Would this be legal?

For example, if a SaaS corporation wanted to modify and sell a service using some AGPL project can they use AI to entirely rewrite that project effectively detaching it from its original creator and ownership?

rvz 15 days ago

> Can LLMs like Gemini, ChatGPT or Claude be used to generate an equivalent FOSS project but removed from its licence and authorship?

No.

The whole project (and some may argue that the LLM that trained on the AGPL code that is also running on the backend), should be open sourced as well.

Using LLMs to remove the licence and generating a derived project from the original AGPL code is not a 'clean room implementation' and is the equivalent of rewriting existing code from the original author.

  • peraOP 14 days ago

    In a sane world I would have agreed but in the US at least I am not certain this is still true: In Bartz v. Anthropic, Judge Alsup expressed his views that the work of an LLM is equivalent to the one of a person, see around page 12 where he argues that human recalling things from memory and AI inference are effectively the same from a legal perspective

    https://fingfx.thomsonreuters.com/gfx/legaldocs/jnvwbgqlzpw/...

    To me this makes the clean-room distinction very hard to assert, what am I missing?

    • singpolyma3 13 days ago

      If a human reads the code and then writes an implementation this is not clean room and the LLM would in most cases be equivalent to that.

      Clean room requires the person writing the implementation do have no special knowledge of the original implementation.

      • peraOP 13 days ago

        Could you share a source for this definition? As far as I know it means no having access to the code only during the implementation of the new project

        • pabs3 13 days ago

          Clean room reverse engineering always involves a wall of some kind between the person figuring out how the tech works, and the person creating the new tech. Usually the wall is only allowing one-way communication via a specification of the behavior of the old tech, perhaps reviewed by a lawyer to ensure nothing copyrighted leaks across.

          https://en.wikipedia.org/wiki/Clean-room_design https://en.wikipedia.org/wiki/Chinese_wall

          • peraOP 7 days ago

            Thanks for those links, I read a couple of the cited comments on those cases and still cannot find any mentions of restrictions for engineers who at some point in the past had access to the code.

            Nordstrom Consulting v.

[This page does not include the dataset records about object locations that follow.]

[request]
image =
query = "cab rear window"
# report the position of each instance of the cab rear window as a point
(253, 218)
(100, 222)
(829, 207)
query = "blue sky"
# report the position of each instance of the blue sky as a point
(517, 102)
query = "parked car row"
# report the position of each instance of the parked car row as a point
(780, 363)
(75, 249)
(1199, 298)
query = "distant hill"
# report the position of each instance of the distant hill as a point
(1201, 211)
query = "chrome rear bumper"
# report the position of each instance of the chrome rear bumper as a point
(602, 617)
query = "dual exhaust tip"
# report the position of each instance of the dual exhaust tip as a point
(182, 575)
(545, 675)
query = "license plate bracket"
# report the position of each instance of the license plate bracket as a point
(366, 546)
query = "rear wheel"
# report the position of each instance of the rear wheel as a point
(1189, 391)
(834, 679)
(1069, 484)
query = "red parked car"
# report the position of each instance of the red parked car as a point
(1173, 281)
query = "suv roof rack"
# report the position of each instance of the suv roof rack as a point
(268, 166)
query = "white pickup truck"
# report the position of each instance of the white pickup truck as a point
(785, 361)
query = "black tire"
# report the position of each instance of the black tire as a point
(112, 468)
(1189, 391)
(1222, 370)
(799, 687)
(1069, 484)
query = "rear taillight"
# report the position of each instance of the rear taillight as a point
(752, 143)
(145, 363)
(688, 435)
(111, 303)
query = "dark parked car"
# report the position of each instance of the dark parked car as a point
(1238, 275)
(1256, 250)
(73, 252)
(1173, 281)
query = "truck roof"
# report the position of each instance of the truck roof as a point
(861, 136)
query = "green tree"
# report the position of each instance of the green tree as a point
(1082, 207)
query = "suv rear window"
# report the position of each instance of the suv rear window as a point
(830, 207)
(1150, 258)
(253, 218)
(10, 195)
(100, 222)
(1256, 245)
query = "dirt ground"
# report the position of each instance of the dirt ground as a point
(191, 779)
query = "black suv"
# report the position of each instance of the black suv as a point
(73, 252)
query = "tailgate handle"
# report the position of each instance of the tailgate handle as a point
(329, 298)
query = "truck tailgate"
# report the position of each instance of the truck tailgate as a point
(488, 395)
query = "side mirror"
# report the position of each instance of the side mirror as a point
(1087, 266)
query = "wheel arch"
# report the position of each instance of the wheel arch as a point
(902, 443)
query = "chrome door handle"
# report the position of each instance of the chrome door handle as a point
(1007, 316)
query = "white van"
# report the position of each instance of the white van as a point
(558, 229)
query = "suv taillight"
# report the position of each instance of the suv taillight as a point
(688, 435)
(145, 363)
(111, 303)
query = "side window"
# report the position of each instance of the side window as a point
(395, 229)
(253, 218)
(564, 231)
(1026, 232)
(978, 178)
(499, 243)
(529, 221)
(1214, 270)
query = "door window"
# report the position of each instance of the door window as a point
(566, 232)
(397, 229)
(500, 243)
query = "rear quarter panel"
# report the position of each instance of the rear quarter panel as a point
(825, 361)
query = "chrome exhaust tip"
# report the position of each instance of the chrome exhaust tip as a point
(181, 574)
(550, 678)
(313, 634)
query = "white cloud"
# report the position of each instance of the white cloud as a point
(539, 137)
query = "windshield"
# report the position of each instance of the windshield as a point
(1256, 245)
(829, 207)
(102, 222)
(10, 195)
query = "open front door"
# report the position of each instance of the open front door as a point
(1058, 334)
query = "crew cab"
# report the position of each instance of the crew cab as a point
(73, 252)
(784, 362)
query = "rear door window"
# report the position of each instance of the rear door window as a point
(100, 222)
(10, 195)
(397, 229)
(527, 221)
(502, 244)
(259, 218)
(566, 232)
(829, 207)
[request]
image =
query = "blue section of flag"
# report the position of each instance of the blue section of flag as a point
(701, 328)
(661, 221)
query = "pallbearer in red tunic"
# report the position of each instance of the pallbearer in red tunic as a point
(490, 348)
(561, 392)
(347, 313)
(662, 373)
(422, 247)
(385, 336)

M&S Technologies, which is possibly the most relevant case, describes a process for developing under a clean room environment and from what I understand it seems to focus on isolation of engineering teams and resources (except when required for interoperability). I did not find mentions of assessing the cohort of engineers for prior access to the copyrighted material but if I have missed that please let me know.

            I also wanted to say that I am not asking this because I am thinking to start an unethical license laundering business, I am only trying to understand the meaning of making LLMs legally equivalent to human workers.

singpolyma3 13 days ago

it depends what you mean.

If you ask it "give me a library same as X" by name and it does it then this will surely be based on the code of the library and may even contain the actual code of the library. Don't do this.

If you feed it the code of the library piece by piece and ask for something "equivalent" that's even worse. Explicitly derivative.

If you write your own documentation of how the library works but don't mention it by name and it's not a very special purpose library and the LLM writes to your new spec... Then probably you'll spend a lot to get a worse version. IANAL

GianFabien 15 days ago

Removing the licence and/or authors from a FOSS project would generally be a violation of the licensing terms. The tool(s) you use don't change the legal principles.

Of course, the big AI companies blithely ignore moral and legal issues.

pabs3 14 days ago

Probably would be simpler to pay for an alternative license. Most companies writing code under FOSS licenses have paid dual-licencing schemes.